Meeting in Chengdu (Sichuan), we land cruise along the Sichuan-Tibet highway to begin our adventure at Dartsedo, the former gateway to eastern Tibet and a key loading station along the old tea caravan route. Until the mid-20th century, Dartsedo was the capital of the historic Chakla kingdom governed by a hereditary monarch.
The town offers numerous day hikes for acclimatisation. Sights include Dentok Riwa hill (Paomashan) and the 17th-century Ngachu Monastery, a branch of Drepung Monastery's Loseling College in Lhasa. There are also inviting hot springs at the outskirts of town.
Between Tawo and Kandze we travel through historic Trehor Khampa country, home of the descendants of native Tibetans and Mongols migrants. Tawo’s local farmers’ market is worth a visit, as are Nyitso Monastery, and a Christian mission with its Sino-European styled church. Kandze is a trading town that draws people and goods from the surrounding areas. Must sees include 17th-century Kandze Monastery and Dargyé Gonpa, a monastery founded by the Mongol prince Gushri Khan.
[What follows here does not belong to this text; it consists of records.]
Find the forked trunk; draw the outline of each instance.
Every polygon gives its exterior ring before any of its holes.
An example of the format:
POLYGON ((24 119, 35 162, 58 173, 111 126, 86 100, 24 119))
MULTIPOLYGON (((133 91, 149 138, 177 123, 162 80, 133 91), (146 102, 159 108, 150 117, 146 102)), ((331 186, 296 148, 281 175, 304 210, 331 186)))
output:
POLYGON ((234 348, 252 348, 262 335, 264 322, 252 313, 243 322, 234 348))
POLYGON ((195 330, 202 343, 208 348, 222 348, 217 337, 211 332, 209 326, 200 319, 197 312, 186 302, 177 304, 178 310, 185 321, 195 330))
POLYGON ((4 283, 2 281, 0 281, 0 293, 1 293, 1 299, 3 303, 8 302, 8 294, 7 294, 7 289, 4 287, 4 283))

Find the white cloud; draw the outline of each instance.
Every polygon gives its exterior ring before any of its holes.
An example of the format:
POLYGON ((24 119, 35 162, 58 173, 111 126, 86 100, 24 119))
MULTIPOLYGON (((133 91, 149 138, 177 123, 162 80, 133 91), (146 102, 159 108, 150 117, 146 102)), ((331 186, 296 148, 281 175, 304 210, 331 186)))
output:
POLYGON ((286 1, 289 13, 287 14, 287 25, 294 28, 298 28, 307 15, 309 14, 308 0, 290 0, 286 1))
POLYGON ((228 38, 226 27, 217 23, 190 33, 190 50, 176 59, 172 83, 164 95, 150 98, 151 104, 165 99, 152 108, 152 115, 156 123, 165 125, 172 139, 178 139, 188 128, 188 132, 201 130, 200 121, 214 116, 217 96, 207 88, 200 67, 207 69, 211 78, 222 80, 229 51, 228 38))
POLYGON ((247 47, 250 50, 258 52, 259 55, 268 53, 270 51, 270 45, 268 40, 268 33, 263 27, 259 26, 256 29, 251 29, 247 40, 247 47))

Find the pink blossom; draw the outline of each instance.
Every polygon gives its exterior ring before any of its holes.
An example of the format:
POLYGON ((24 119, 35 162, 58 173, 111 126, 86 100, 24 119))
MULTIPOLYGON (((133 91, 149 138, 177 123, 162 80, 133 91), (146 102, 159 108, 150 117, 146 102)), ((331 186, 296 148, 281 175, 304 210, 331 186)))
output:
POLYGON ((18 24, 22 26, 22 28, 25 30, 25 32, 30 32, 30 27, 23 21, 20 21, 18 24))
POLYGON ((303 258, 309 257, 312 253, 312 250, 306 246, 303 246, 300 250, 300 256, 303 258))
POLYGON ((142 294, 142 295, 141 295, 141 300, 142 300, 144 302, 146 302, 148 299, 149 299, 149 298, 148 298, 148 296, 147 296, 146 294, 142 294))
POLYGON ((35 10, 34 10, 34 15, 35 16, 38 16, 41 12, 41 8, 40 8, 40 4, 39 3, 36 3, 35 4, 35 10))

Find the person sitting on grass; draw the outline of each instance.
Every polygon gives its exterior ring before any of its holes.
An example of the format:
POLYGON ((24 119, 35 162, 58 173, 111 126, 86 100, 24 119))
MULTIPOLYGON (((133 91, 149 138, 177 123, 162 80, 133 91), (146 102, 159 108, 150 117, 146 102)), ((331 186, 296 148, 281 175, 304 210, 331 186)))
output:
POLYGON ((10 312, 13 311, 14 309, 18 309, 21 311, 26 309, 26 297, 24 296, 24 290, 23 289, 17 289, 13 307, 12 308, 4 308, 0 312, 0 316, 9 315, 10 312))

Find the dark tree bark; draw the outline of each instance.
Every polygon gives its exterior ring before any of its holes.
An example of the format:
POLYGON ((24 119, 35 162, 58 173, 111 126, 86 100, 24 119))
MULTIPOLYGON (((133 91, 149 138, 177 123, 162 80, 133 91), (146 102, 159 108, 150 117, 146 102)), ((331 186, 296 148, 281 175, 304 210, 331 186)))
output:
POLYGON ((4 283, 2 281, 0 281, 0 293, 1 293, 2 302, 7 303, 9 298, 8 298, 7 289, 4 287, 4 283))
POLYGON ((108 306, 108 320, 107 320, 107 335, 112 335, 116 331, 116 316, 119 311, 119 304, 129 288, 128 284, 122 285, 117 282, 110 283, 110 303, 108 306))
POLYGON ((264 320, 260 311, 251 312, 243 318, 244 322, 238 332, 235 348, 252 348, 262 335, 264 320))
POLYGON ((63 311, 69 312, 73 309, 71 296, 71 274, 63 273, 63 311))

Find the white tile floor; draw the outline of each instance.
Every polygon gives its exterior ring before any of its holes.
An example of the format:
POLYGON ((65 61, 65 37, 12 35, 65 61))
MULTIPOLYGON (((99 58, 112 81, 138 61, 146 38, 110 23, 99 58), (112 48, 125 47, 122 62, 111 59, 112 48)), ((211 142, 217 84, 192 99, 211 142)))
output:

Situated on a sunny hill-side at 3,292 m in a beautiful river-valley and more than 600 kilometers away from Lhasa, we finally reach Dege. The higher-lying old town is made up of traditional chalet-style two-story houses with carved and painted windows. We visit the Dege Parkhang, largest sacerdotal printing press of the Kangyur and Tangyur scriptures, as well as Dege Gönchen, the main monastery. There is also Tanggyal Lhakhang, a temple dedicated to the Tibet's saint and iron-bridge builder Tangtong Gyalpo.
Following the old pilgrim’s trail we hike and ride through lush alpine river-valleys camping on the shores of sacred lakes. Village-homes in the distinct log-home style architecture typical for this part of Kham change with vast pastures. We encounter pilgrims and herdsmen, and enjoy the serenity and peace prevailing in this magnificent mountain landscape.
Under the patronage of the historic Dege kings, numerous lesser-known Buddhist schools once flourished. Monastic centres such as Dzongsar and Palpung offer us insights into contemporary Buddhist practice. We also have the chance to view some very old and exquisite Buddhist frescoes.
We leave Dege with indelible impressions. On the way back to Dartsedo, we have more opportunities to immerse ourselves in the hustle and bustle of Wild East towns such as Manigango, Drango and Rongtrak before exiting the Tibetan highlands for Chengdu.